Does Maggie Thatcher deserve her economic canonization? There is no doubt her voracious appetite for lower taxes, light-touch regulation and union bashing pushed Britain up the growth curve. There is also no doubt that she got a lot of help from North Sea oil production, which surged during her stint as prime minister between 1979 and 1990.
Britain’s next prime minister – whether a re-elected David Cameron or someone else – might also see an energy bonanza, but not from oil, coal, green energy or nuclear power. It would come from natural gas of the shale variety. As the North Sea runs down, shale gas is set to sprint onto the scene. Its arrival could transform not just the British economy but radically alter the geopolitics of energy throughout Western Europe.
Russia beware. Western Europe is the most lucrative market for state-controlled Gazprom, the world’s biggest gas exporter. A shale gas revolution in Britain and elsewhere in Europe would not be to its liking.
Britain has always been a respectable energy supplier in spite of its small size. The country has produced oil and gas since the mid-1850s (an oil field in Dorset produces 11,000 barrels a day). In the last century, the country became a big coal producer, though Mrs. Thatcher fixed that when she emerged on the winning side of the 1984 coal miners’ strike. Next came the North Sea and – lucky Britain – it is now gas’s turn.
Some time in the next week or two, the British Geological Survey is to release its estimate of Britain’s shale gas reserves. The speculation points to an eye-popping amount, perhaps 1,800 trillion cubic feet. Britain’s annual consumption is 3-tcf. The math suggests a 600-year supply, but the figure is highly misleading. Most of that gas, if it really exists, probably cannot be commercially produced because of geological, technological and environmental constraints. But even if 10 per cent can be pumped to the surface, the supply would be enough to keep the lights on almost until the end of the century.

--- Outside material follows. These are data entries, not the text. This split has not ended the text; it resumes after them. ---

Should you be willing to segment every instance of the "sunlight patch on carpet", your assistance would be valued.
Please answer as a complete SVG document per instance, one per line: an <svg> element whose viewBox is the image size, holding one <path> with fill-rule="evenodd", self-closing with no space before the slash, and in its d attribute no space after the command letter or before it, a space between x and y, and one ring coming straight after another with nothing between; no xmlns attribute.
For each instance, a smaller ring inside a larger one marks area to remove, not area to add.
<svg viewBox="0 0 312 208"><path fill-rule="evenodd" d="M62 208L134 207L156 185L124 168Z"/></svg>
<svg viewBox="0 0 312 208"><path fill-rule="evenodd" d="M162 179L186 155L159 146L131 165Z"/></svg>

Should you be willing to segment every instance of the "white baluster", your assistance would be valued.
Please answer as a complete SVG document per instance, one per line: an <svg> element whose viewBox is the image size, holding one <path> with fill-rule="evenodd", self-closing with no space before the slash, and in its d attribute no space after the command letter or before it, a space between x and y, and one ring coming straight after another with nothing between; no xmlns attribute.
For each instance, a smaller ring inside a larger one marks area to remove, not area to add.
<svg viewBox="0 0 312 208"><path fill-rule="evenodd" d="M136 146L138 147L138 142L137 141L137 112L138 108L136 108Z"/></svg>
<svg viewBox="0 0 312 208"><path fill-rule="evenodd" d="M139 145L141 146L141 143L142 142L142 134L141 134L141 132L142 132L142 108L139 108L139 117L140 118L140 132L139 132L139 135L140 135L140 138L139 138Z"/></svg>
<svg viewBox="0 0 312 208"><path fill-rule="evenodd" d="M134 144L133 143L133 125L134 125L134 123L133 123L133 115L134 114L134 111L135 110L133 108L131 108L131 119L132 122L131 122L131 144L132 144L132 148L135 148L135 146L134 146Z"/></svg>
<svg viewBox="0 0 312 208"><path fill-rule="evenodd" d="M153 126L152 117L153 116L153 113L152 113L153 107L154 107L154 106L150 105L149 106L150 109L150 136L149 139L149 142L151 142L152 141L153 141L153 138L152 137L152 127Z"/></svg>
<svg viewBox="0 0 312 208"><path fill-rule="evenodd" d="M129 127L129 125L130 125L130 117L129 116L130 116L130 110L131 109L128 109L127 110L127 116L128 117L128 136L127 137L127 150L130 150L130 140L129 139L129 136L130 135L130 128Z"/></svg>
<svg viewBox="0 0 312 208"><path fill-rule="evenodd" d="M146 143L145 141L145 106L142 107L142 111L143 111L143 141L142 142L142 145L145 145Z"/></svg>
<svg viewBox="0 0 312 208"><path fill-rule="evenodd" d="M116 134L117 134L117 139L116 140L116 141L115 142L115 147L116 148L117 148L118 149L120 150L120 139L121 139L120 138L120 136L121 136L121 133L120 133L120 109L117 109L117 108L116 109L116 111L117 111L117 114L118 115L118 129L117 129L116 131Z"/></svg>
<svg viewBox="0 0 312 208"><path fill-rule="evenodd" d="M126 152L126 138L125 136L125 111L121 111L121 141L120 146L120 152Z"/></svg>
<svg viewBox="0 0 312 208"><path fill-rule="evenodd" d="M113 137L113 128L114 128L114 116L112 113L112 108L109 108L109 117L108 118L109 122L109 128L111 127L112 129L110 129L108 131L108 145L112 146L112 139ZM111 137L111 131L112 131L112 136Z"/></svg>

The other potentially limiting factor is regulation. The American shale gas and shale oil industry went from walking pace to gallop in a few strides because landowners in the U.S. have the rights to the resources below the land. That little perk meant that the owners were motivated to cut deals with the energy companies that wanted to install drilling rigs next to the barn.
Not so in Britain, where the Crown owns the muck beneath your feet. That means the regulatory equation is far more complex and no template exists. The Crown and landowners will want big pieces of the action; so will the local government authorities, which will have the power to issue or deny the drilling and development permits. The revenue pie-chart is a work in progress and political problems are inevitable.
Getting the environmental side right is also crucial. In 2011 in Britain, an 18-month shale gas drilling moratorium was put in place after a gas flow test apparently triggered two “seismic events” – very small earthquakes. In parts of Europe, notably France, shale drilling is banned because of fears of earthquakes and groundwater pollution. To “frack” the shale, that is, crack it open to release the gas from the rock, a mixture of water, sand and chemical-laden fluids are pumped under pressure into the bore hole. What goes down must go sideways or come up.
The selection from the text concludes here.